Finite source effects in strong lensing: implications for the substructure mass scale

Abstract

Flux ratio ‘anomalies’ in quadruply imaged gravitational lenses can be explained with galactic substructure of the sort predicted by ΛCDM, but the strength and uniqueness of that hypothesis need to be further assessed. A good way to do that is to use the physical scale associated with the size of the source quasar, and its dependence on wavelength. We develop a toy model to study finite source effects in substructure lensing. Treating substructure as a singular isothermal sphere allows us to compute the images of a finite source analytically, and then to explore how the image configurations and magnifications depend on source position and size.

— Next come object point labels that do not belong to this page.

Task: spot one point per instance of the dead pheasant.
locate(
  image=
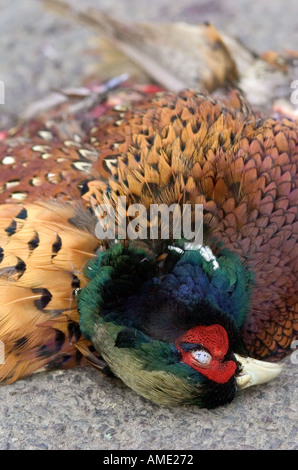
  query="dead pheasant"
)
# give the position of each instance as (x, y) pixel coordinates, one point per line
(169, 323)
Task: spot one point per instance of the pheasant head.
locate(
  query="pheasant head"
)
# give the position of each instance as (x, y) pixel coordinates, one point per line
(171, 332)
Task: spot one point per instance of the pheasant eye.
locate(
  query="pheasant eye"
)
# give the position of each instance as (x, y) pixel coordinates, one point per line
(202, 356)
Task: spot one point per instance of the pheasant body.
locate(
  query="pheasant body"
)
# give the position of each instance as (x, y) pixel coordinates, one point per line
(141, 307)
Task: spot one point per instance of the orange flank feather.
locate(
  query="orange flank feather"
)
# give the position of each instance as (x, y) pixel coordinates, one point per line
(43, 254)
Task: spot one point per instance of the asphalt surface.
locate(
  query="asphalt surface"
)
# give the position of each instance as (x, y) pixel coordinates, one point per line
(81, 409)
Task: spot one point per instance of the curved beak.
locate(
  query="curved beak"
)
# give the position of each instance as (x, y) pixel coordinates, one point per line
(255, 372)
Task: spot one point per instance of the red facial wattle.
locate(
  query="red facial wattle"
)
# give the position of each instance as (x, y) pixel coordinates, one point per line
(213, 339)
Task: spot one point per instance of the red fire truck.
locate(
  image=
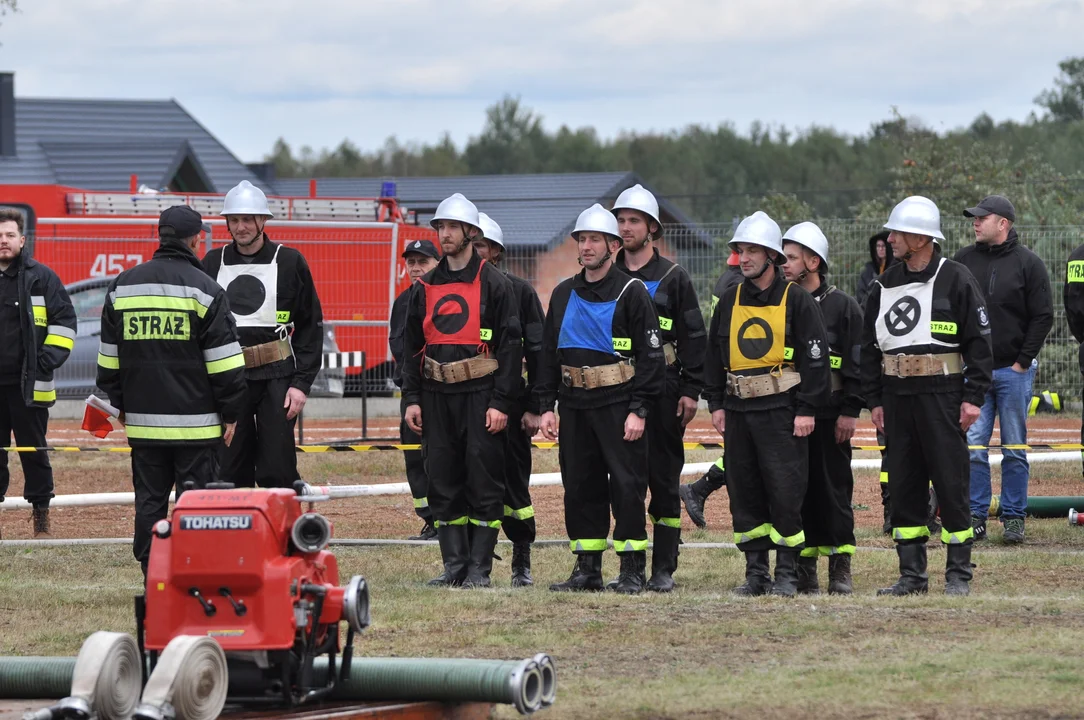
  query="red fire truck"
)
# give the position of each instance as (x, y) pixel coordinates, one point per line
(352, 246)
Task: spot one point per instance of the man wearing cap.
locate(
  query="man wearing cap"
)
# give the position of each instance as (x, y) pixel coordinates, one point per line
(768, 375)
(684, 343)
(274, 303)
(1017, 291)
(524, 421)
(827, 516)
(169, 359)
(695, 495)
(421, 256)
(602, 359)
(926, 368)
(463, 351)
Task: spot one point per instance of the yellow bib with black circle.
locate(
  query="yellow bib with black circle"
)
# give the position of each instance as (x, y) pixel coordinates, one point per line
(758, 334)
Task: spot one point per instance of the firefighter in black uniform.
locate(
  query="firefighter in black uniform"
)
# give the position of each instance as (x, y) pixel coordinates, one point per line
(37, 333)
(768, 376)
(602, 356)
(421, 257)
(827, 516)
(170, 361)
(926, 367)
(274, 304)
(684, 344)
(695, 495)
(463, 348)
(524, 421)
(1072, 294)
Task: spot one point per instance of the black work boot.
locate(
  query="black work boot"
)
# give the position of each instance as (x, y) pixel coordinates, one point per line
(958, 569)
(758, 575)
(786, 573)
(586, 575)
(482, 542)
(455, 552)
(808, 581)
(839, 575)
(521, 565)
(631, 579)
(913, 579)
(665, 558)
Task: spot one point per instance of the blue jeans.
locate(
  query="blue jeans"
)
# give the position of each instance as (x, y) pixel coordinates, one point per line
(1008, 398)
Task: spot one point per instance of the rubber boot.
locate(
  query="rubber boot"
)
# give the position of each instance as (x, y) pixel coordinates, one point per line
(482, 542)
(521, 565)
(786, 573)
(586, 575)
(665, 558)
(808, 581)
(839, 575)
(958, 569)
(455, 552)
(758, 575)
(631, 579)
(913, 579)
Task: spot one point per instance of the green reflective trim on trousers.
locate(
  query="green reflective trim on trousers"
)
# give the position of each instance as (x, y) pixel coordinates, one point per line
(957, 538)
(917, 532)
(630, 545)
(760, 531)
(791, 541)
(588, 545)
(521, 514)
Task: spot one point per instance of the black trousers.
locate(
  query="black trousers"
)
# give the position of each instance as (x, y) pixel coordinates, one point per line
(927, 446)
(766, 468)
(262, 450)
(666, 437)
(156, 471)
(29, 426)
(601, 472)
(463, 461)
(827, 516)
(416, 478)
(518, 511)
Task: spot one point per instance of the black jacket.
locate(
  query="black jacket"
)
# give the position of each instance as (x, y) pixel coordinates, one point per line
(842, 320)
(1017, 290)
(681, 320)
(169, 357)
(804, 333)
(49, 330)
(873, 268)
(297, 304)
(634, 318)
(498, 313)
(956, 299)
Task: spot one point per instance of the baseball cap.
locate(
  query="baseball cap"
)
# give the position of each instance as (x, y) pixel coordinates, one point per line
(422, 247)
(995, 204)
(179, 221)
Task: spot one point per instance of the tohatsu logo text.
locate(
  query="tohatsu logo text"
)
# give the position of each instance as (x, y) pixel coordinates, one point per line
(217, 523)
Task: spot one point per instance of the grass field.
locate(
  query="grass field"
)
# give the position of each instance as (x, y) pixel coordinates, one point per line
(1011, 650)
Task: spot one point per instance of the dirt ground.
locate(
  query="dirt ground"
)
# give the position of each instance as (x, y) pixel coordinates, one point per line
(392, 516)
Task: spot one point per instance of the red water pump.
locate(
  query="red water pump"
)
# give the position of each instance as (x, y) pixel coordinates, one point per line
(250, 569)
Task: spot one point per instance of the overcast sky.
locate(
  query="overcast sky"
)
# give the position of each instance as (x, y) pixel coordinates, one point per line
(315, 72)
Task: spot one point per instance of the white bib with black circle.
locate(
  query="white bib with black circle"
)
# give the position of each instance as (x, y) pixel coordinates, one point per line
(253, 291)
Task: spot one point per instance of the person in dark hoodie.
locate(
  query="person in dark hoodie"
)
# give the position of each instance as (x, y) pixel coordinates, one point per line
(1017, 290)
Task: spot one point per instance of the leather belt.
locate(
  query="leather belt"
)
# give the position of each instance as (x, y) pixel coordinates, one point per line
(459, 371)
(267, 352)
(758, 386)
(597, 376)
(923, 365)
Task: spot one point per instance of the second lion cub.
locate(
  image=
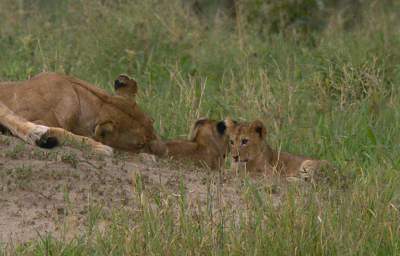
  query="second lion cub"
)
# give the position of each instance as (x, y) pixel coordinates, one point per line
(249, 147)
(207, 146)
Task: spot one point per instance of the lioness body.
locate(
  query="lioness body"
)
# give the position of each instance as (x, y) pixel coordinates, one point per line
(207, 146)
(249, 148)
(65, 102)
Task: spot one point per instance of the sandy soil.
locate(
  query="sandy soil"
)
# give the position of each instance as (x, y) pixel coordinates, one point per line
(42, 191)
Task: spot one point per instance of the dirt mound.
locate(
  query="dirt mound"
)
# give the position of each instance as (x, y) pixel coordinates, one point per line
(43, 190)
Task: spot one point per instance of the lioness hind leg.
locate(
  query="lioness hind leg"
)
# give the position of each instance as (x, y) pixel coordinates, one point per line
(66, 136)
(27, 131)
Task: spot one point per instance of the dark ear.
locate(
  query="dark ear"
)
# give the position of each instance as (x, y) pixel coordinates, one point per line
(103, 130)
(200, 122)
(221, 127)
(125, 86)
(259, 128)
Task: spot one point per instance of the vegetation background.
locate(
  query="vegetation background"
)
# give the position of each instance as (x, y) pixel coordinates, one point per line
(323, 75)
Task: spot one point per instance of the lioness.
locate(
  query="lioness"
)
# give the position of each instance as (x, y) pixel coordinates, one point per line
(207, 146)
(249, 147)
(78, 108)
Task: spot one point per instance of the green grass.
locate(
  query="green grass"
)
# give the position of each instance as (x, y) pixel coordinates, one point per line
(336, 98)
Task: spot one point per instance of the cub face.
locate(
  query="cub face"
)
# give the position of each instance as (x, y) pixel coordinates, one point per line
(245, 139)
(211, 133)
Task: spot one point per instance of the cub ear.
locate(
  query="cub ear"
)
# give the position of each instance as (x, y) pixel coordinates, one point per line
(221, 127)
(259, 128)
(125, 86)
(230, 124)
(103, 130)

Although simplified, our model yields instructive general principles: image positions and magnifications are basically independent of source size until the source is large enough to intersect a substructure caustic; even sources that are much larger than the substructure Einstein radius can be perturbed at a detectable level; and, most importantly, there is a tremendous amount to be learned from comparing image positions and magnifications at wavelengths that correspond to different source sizes. In a separate analysis, we carefully study four observed radio lenses to determine which of the images are anomalous. In B0712+472, the evidence for a radio flux ratio anomaly is marginal, but if the anomaly is real then image C is probably the culprit. In B1422+231, the anomaly is in image A. Interestingly, B2045+265 and B1555+375 both appear to have two anomalous images. Coincidentally, in each system one of the anomalies is in image C, and the other is in either image A or image B (both possibilities lead to acceptable models). It remains to be seen whether ΛCDM predicts enough substructure to explain multiple anomalies in multiple lenses. When we finally join our modelling results and substructure theory, we obtain lower bounds on the masses of the substructures responsible for the observed anomalies. The mass bounds are broadly consistent with expectations for ΛCDM. Perhaps more importantly, we outline various systematic effects in the mass bounds; poor knowledge of whether the substructure lies within the main lens galaxy or elsewhere along the line of sight appears to be the dominant systematic.